A computer is attached to a server in the tabulation room where votes are counted on election night.  The tabulation room contains two servers: a main and backup. No more than two people are allowed in the room and on election night, observers watch through glass windows. (Aryana Noroozi, Black Voice News Newsroom / CatchLight Local, November 2, 2022).

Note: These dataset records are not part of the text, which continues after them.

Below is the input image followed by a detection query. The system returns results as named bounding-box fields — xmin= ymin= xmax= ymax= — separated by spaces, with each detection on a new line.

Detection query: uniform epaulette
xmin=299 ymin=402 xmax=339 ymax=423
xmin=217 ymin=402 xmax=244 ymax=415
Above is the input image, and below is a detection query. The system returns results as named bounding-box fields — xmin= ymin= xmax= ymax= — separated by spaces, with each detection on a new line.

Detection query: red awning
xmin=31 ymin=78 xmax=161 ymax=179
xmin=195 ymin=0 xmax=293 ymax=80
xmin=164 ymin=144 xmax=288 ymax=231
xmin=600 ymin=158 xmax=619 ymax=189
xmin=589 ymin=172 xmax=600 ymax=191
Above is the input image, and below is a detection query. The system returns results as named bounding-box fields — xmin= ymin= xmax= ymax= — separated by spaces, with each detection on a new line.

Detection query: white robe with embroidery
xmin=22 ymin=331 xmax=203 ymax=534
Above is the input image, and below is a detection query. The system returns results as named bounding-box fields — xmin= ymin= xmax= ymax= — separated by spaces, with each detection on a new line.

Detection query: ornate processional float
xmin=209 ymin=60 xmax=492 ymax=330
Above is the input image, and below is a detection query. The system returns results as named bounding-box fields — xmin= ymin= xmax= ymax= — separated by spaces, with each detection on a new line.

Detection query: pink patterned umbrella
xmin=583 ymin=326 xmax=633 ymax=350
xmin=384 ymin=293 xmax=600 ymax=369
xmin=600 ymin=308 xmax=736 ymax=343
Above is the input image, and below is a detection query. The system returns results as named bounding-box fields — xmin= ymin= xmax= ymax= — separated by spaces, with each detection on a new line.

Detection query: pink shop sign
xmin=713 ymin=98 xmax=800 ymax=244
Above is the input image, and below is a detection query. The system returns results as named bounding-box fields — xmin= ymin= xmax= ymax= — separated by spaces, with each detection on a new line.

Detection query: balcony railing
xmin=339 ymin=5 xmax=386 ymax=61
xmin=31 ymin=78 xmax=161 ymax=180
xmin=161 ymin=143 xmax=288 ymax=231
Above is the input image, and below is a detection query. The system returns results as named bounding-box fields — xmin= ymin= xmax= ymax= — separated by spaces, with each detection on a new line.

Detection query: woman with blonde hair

The tabulation room contains two server racks — a main server and a backup server. The computers in the room are only connected to a server, not the internet or wifi. Once the data from an election season is counted, the servers are erased, reformatted and receive a new installment of state-approved software called “The Golden Image.”

“In between elections, all of these computers, all of the adjudication workstations and all of the computers on the high pro [counting machines], as well as these servers on this side, are all loaded back to their original firmware like they’re brand new. And then the software that’s loaded is the [Secretary of State] certified software,” Anderson concluded.

When polls close at 8 p.m. on November 8, unofficial results from early ballots and mail-in ballots will be announced as early as 8:30 p.m., with results being updated every two hours as ballots continue to be tabulated on Election night.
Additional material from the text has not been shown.